SEBI has taken a proactive approach to aligning disclosure requirements with international standards and robust mechanisms. The statutory powers given to SEBI ensure that investor’s interest is protected at any cost and that the Indian security market is monitored and regulated.
What are Objectives of SEBI?
For all of us the assurance about the safety of our investments tends to be the deciding factor of where we invest. But, How do we know that the investments in the stock market are safe and that there are no loopholes? And this is where the securities and exchange board of India (SEBI) comes in.
The objectives of SEBI are as follows:
- To regulate the stock exchange and securities market to ensure their orderly function.
- To protect the rights and interests of investors and to guide and educate them.
- To prevent trading malpractices like price rigging, insider trading, etc., and promote fair dealings in the market.
- To develop and enforce a code of conduct and fair practices for intermediaries to make them competitive and professional.
What are SEBI's major functions?
As a governing body for stock markets, SEBI is entrusted with the following major functions which are:
- Proactive Function: The proactive functions refer to SEBI`s role in protecting the interest of investors as well as other financial participants.
- It prohibits all types of fraudulent and unfair trade practices like making misleading statements in the prospectus, price rigging, etc.
- It prohibits insider trading and imposes penalties for such practices.
- It undertakes several steps like the issue of booklets, campaigns, etc. for investor protection.
- It promotes fair practices and a code of conduct in the securities market.
2). Regulatory Function: The regulatory functions include the establishment of rules and regulations for financial intermediaries, as well as corporations, which aids in the efficient management of the market. The regulatory functions of SEBI are of such types:
- Governing the process of acquiring a company.
- Conducting stock exchange investigations and audits.
- Regulates the activities of stock brokers, merchant brokers, underwriters, portfolio managers, and investment advisers.
- It regulates the business on stock exchanges through rules and regulations.
3). Development Function: The development functions refer to the actions taken by SEBI to cater to investors with an understanding of trading and market functions.
- It promotes the training of intermediaries of the securities market.
- SEBI conducts research and publishes useful information for the benefit of investors, traders, and other intermediaries.
- SEBI undertakes several measures to develop the capital markets by adopting a flexible approach.
What are SEBI's Market Regulatory Guidelines?
Investor's protection is SEBI’s primary focus, and to ensure it, SEBI has set up certain guidelines to which everyone involved in the market should comply and upon non-compliance to its guidelines, SEBI could take legal action against the non-compliant.

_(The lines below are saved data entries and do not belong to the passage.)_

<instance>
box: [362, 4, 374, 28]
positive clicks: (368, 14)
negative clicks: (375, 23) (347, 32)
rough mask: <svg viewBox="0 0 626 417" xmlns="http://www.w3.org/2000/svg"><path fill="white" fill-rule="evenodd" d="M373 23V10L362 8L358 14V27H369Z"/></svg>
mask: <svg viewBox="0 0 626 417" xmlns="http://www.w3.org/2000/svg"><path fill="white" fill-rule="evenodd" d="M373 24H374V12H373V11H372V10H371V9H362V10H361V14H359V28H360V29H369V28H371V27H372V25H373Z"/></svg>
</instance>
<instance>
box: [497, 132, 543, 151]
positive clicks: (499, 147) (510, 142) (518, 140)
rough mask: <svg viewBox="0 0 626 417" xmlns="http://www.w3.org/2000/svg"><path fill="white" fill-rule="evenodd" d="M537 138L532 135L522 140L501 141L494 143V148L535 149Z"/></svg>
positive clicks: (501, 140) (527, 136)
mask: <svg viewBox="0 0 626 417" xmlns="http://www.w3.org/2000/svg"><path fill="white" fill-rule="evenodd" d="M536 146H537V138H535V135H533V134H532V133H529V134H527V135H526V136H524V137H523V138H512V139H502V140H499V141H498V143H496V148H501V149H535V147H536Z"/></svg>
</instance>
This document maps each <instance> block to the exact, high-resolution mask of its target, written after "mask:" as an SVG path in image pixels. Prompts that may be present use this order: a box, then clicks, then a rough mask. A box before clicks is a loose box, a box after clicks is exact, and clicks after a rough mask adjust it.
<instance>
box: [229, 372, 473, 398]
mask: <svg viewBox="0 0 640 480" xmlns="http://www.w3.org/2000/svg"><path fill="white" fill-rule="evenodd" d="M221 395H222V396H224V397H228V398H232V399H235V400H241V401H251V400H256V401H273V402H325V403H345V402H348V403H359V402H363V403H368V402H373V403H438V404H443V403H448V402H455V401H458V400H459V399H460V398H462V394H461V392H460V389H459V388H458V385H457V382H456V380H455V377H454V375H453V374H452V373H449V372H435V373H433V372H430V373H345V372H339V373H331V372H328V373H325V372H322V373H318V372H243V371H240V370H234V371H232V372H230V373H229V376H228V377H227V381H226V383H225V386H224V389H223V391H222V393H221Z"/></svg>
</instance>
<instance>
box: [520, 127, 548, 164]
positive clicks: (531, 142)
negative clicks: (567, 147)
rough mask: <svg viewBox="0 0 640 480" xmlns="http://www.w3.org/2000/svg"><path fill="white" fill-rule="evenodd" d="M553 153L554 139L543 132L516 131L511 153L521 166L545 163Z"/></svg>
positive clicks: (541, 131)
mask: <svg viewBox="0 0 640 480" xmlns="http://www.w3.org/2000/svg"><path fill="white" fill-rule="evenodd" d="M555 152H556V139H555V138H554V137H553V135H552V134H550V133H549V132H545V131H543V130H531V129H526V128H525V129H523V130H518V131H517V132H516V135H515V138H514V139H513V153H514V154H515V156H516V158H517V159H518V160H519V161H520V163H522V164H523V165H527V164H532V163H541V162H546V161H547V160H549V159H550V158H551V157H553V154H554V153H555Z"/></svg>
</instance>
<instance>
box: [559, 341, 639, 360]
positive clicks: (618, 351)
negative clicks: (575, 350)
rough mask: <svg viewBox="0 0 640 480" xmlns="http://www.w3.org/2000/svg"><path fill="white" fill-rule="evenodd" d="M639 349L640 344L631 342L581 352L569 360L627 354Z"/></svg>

One such example of it is the Black Out Period set by SEBI. According to the Prohibition Under Insider Trading (PBIT) rule by SEBI, If a piece of important news is set to be announced regarding a certain company then no employee of that particular company could neither trade nor invest in the shares of that company for a period of 48 days from the date the news broke out publicly.

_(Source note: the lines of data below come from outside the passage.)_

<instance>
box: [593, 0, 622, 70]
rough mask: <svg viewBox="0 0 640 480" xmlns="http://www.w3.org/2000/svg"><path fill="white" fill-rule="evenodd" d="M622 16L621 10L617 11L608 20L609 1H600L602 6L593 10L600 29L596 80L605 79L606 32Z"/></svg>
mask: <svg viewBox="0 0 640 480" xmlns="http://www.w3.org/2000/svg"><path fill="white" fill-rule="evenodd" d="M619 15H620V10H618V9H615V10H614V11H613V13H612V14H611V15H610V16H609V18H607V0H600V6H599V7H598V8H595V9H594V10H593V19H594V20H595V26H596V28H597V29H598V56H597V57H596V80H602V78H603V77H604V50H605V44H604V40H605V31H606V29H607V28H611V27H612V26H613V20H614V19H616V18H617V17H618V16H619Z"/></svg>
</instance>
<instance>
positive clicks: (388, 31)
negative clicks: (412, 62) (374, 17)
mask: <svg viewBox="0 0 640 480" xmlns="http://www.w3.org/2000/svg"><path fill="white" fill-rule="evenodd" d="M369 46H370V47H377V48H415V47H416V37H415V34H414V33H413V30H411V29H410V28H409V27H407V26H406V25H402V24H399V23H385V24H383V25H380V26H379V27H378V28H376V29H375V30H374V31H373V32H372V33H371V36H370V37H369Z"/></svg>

This period of 48 days from the time the news broke out is called the Black Out period. It is set out to protect the rights of the investors so that no individual gets an unfair advantage.

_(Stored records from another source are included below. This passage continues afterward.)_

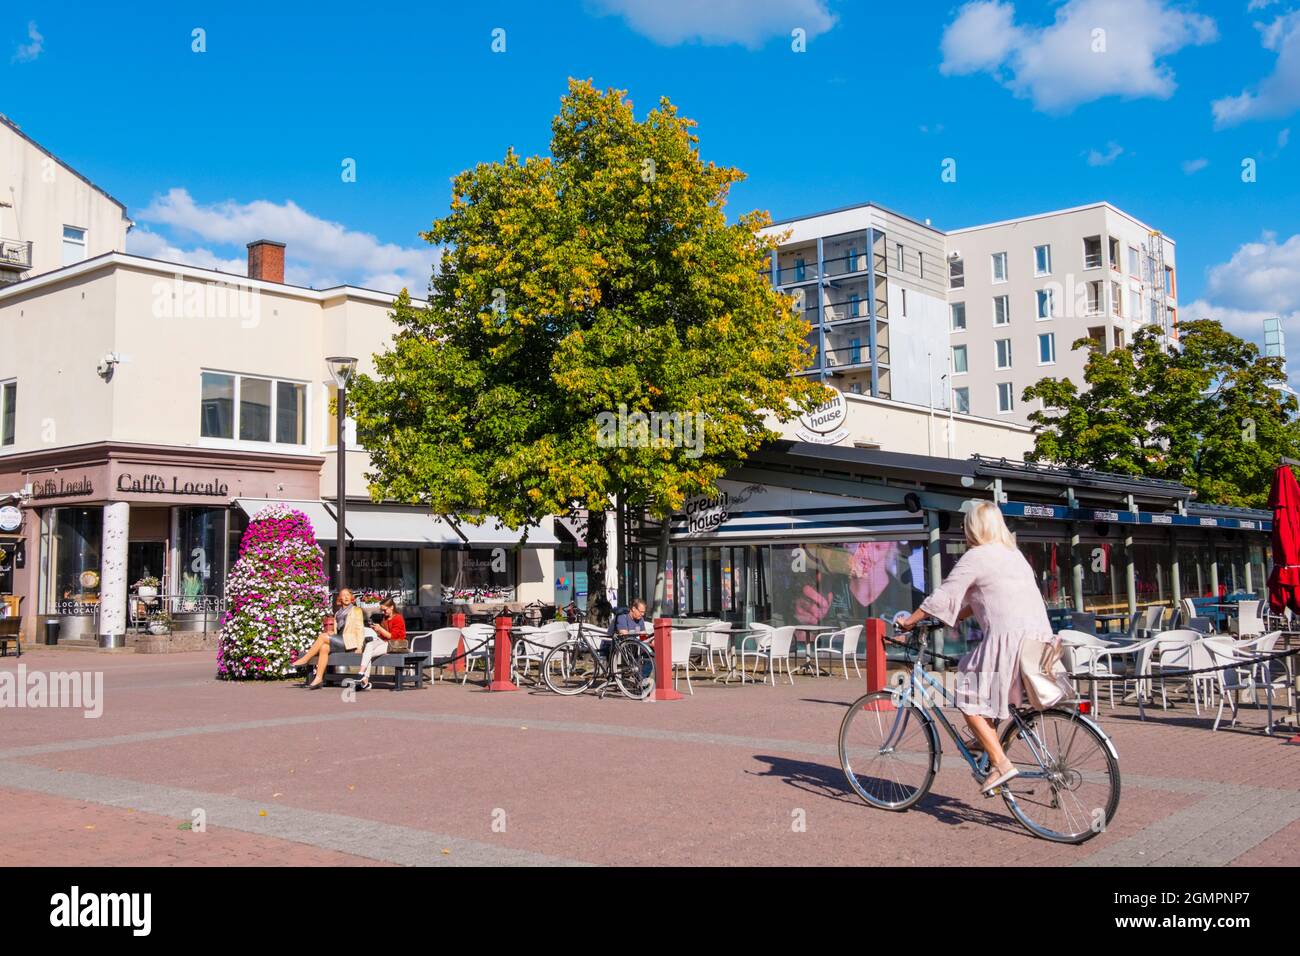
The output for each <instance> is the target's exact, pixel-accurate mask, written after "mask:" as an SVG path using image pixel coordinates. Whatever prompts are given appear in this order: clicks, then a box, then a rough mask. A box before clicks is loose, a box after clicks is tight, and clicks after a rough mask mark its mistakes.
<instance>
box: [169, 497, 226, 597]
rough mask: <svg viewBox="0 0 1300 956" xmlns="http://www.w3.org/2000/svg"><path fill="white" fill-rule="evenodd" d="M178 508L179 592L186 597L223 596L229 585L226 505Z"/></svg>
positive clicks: (184, 596)
mask: <svg viewBox="0 0 1300 956" xmlns="http://www.w3.org/2000/svg"><path fill="white" fill-rule="evenodd" d="M175 511H177V537H175V548H177V580H175V589H177V592H178V593H179V594H181V596H182V597H186V598H195V597H198V596H200V594H211V596H213V597H222V596H224V594H225V584H226V568H225V558H226V516H227V515H229V514H230V510H229V509H224V507H179V509H177V510H175Z"/></svg>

SEBI plays an important role in safeguarding the rights of the investors and ensuring a level playing field for all the investors whether big or small, foreign or domestic. Before the advent of SEBI, the stock market was disorganized with frequent irregularities and malpractices taking place frequently.
Since SEBI came into being with certain powers by the government which has ensured that the stock market is a fair place to put your money and SEBI played an integral role in making that happen.
Ques 1. Is SEBI owned by Government?
Ans. Yes, the Securities and Exchange Board of India (SEBI) is a regulatory body that is owned by the Government of India in 1988. The Government of India established SEBI as an independent statutory body through an executive order, after that with the passage of the SEBI Act 1992 by the Indian Parliament, it became an autonomous body on 30 January 1992.
Ques 2. What is Securities Appellate Tribunal (SAT)?
Ans. Under Section 15K Securities Appellate Tribunal of the Securities and Exchange Board was established under the Securities and Exchange Board of India. A Securities Appellate Tribunal is primarily responsible for hearing and dispose of appeals against orders passed by SEBI or by adjudicating officers under the SEBI Act.